= John Howard Amundsen =

Australian detainee

John Howard Amundsen (born 1966) was the first Queenslander to be charged under national anti-terrorist laws in Australia. These charges were later dropped.

==Background==

Amundsen has no children and lived with his mother in their Aspley home prior to his arrest. He was a teacher at Ferny Grove State High School and taught the subjects of manual arts, media and business. He had a previous career as a spokesman for Brisbane Airport.

After being assessed by a psychologist, he was found to have autism spectrum disorder. A report stated he often retreated into fantasy worlds, had trouble thinking rationally, lacked social skills, and needed psychotherapy to assist his issues with anxiety and depression.

==Criminal charges==

===2006 terrorism charges===

Amundsen gained notoriety in May 2006, after a stockpile of explosives and detonators were found in his home which caused the school he worked at to be evacuated and searched. On 10 May 2006, the school was closed for most of the morning as police with sniffer dogs checked classrooms, before they declared it safe for students and staff to resume lessons. In a Brisbane court on 11 May 2006, he was charged with fraudulently obtaining 53 kg of the explosive substance Powergel. He was subsequently charged with preparing a terrorist act, as well as two counts of making a threat and making a hoax threat. Amundsen was held at the Arthur Gorrie Correctional Centre in Wacol.

In February 2007, the charges of terrorism and making a hoax threat were dropped but replaced with new charges of possessing incendiary devices and having dangerous goods in a vehicle. In February 2008, he was jailed for six years for offences surrounding a plot to scare the parents of his ex-girlfriend so that he would win back their daughter. He pleaded guilty to making threats and possession of dangerous goods and weapons. Taking into account the 22 months spent in pre-sentence custody, Amundsen was released on parole in May 2009.

===2010 stalking allegations===

In February 2010, Amundsen was charged with stalking after the alleged victim found a GPS tracking device on her car. The alleged victim was the sister of the same ex-girlfriend Amundsen had attempted to win back with his 2006 bomb scare. Police were convinced Amundsen was responsible.
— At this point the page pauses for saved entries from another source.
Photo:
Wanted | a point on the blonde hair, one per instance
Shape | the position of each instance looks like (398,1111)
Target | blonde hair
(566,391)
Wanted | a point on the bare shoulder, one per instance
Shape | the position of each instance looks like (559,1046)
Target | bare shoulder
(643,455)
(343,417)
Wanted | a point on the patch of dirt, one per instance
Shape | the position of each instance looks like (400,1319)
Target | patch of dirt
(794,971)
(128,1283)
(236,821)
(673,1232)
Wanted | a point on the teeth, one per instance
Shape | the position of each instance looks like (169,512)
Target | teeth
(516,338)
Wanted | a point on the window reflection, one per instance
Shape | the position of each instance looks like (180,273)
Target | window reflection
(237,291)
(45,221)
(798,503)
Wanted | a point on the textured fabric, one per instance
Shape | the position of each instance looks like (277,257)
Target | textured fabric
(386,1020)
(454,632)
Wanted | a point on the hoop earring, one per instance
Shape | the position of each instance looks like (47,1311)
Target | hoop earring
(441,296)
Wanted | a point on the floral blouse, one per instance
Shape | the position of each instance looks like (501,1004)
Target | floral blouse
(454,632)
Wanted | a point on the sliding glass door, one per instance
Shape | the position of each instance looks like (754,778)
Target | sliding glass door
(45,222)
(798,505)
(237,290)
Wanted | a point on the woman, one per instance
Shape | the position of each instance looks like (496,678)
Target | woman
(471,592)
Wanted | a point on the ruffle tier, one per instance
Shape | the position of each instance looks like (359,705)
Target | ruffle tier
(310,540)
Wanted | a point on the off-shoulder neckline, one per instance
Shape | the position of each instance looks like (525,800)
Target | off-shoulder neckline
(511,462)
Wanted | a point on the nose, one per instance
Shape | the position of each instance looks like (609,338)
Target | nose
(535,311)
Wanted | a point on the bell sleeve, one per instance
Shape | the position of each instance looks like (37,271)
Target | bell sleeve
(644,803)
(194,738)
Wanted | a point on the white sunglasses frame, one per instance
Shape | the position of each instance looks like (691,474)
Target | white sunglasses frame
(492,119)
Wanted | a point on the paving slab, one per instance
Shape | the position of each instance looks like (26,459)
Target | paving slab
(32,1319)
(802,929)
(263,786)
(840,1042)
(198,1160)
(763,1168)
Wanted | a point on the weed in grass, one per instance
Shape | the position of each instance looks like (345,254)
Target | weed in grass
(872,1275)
===2014 stalking conviction===

In 2014, Amundsen was found guilty of unlawful stalking of his former partner stemming back to 2011. While pretending to be someone else, he had called, emailed and sent friend requests to her on social media. Amundsen represented himself in court and pleaded not guilty. Amundsen was sentenced to three-and-a-half years in jail, but with time served his parole eligibility was set at 1 March 2015. He received a five-year restraining order from his victim and her daughters. Amundsen told jurors that they had "failed a good, decent, Christian man" after they handed down the guilty verdict. Amundsen believed the case against him was a feminist plot.